En el último mes de embarazo, en agosto de 2017, empecé a sentirme muy incómoda y dolorida. No sabía de qué manera distraerme para que el tiempo pasara más rápido, hasta que descubrí la radio. Oh, qué invento maravilloso. Que yo haya llegado tan tarde a él es normal, es el lema de mi vida: siempre llego tarde a todo.

Me apetecía reírme, escuchar cosas agradables, olvidarme de que empezaba a tener órbita propia. Y así descubrí a Sergi Pàmies. De escuchar sus últimas colaboraciones en Rac1 hasta la fecha a ponerme todos los podcasts de su sección del Versió desde 2012 fue solo un paso, y de ahí pasé a comprar sus libros —en catalán— y leerlos y, efectivamente, olvidarme del desplazamiento de mi centro de gravedad.

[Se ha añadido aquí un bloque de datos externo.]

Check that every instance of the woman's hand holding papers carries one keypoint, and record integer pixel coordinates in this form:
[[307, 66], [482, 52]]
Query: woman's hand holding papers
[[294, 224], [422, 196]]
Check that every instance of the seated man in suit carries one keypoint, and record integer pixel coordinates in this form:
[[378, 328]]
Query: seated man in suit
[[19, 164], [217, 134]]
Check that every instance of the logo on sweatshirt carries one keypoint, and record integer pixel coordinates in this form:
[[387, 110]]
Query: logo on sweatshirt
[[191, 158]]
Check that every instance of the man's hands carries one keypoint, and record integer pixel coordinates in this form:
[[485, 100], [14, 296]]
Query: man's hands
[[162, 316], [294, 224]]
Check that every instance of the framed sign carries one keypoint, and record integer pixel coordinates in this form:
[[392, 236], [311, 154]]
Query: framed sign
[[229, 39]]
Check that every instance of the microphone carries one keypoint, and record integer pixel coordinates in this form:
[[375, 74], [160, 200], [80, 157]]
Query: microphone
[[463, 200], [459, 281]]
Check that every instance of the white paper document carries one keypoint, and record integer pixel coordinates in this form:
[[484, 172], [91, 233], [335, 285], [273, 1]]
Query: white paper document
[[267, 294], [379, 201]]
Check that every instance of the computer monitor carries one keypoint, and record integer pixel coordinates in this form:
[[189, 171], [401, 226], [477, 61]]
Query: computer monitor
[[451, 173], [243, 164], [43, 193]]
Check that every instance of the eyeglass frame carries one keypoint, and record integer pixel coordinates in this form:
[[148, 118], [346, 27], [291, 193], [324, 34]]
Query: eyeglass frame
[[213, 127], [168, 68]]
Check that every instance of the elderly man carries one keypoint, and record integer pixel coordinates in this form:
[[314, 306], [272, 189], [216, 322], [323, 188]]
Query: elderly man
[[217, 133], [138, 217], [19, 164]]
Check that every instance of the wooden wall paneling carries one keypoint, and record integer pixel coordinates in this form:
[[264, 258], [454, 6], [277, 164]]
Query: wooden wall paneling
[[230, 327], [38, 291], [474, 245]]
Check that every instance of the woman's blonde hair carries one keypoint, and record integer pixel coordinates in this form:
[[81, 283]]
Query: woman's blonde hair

Fueron tantas las horas de Pàmies que tuve en los meses de agosto y septiembre de 2017, que mis primeras contracciones llegaron a las dos de la mañana, mientras escuchaba su comentario sobre No respires (y la cosa se alargó tanto, que me dio tiempo a verla antes de nacer la niña). Fueron tantas, tantas las horas, que al principio, cuando sonaba Pàmies en casa, la niña lo buscaba. Igual es que llegó a escuchar su voz más tiempo que la mía propia, quién sabe.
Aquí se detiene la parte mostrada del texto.